Le dossier de l’accusation s’appuyait sur des centaines de messages et d’enregistrements impliquant le groupe, datant des mois précédant l’émeute. Selon ces archives, Rhodes, un ancien parachutiste formé à la loi de Yale, a déclaré à Oath Keepers que Joe Biden n’avait pas battu Donald Trump aux urnes et serait une marionnette de la Chine s’il prenait ses fonctions. Il a également prédit qu’une guerre civile éclaterait bientôt aux États-Unis et que les Gardiens du serment devraient s’y préparer.

Deux membres de la milice qui ont coopéré avec le gouvernement fédéral ont déclaré au tribunal que le groupe disposait d’une équipe d’intervention rapide armée stationnée dans un hôtel en Virginie, qui était prête à être déployée à Washington dans un bref délai.


La défense a fait valoir que la présence d’une telle équipe était une pratique courante pour la milice lors des rassemblements de masse. Oath Keepers, qui a recruté parmi les vétérans de l’armée et des forces de l’ordre, prétend assurer la sécurité lors des rassemblements contre d’éventuelles attaques d’extrémistes de gauche.
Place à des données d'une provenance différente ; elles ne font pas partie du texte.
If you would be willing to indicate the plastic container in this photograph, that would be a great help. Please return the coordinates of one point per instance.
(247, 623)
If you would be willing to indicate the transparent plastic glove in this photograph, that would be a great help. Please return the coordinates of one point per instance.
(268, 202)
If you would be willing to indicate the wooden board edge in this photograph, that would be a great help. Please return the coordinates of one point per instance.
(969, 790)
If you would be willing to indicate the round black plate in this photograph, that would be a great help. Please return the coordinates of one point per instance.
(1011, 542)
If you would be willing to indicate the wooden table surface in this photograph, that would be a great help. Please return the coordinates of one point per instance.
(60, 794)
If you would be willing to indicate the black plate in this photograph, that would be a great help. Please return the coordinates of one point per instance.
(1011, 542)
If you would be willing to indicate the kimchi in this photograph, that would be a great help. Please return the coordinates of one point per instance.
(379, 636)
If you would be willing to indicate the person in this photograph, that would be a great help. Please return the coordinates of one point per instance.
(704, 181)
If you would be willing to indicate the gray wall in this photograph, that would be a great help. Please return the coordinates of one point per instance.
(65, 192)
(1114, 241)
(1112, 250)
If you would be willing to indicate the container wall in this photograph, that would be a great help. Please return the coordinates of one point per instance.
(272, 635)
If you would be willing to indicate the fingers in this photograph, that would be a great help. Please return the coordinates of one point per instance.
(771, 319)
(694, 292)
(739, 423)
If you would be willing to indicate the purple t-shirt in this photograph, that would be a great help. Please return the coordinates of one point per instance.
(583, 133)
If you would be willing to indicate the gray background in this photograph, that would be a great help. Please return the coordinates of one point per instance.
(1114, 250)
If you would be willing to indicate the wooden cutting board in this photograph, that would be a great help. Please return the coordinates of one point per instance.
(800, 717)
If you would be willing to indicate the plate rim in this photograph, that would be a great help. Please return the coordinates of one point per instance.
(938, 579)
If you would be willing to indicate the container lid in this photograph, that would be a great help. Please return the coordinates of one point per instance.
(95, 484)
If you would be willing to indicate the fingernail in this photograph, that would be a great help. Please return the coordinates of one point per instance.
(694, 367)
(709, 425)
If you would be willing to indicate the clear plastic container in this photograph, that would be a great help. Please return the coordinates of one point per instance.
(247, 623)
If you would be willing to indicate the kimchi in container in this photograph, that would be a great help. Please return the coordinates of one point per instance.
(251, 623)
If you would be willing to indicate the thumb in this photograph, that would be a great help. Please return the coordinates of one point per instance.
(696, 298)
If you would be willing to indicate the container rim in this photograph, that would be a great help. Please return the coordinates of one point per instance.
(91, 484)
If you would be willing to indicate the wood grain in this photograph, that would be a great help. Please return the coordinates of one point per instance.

Les témoins ont confirmé que Rhodes n’avait jamais ordonné à ses associés de prendre d’assaut le Capitole. Mais l’accusation a fait valoir que les gardiens du serment avaient une compréhension implicite que Biden devait se voir refuser la présidence par tous les moyens et que l’émeute leur avait offert une opportunité d’agir.

Watkins, une femme transgenre qui a accepté de témoigner lors du procès, a déclaré qu’elle était « balayé dans l’instant » pendant la brèche. Elle a admis sa responsabilité sur une accusation d’obstruction portée contre elle. Deux des cinq accusés, Rhodes ni Caldwell, un vétéran handicapé, ne sont jamais entrés au Capitole.

Il s’agissait du premier des trois procès prévus pour les accusations de complot séditieux les plus importantes liées aux événements du 6 janvier. Des poursuites contre quatre autres Oath Keepers et des membres d’un autre groupe de droite, Proud Boys, sont prévues pour décembre.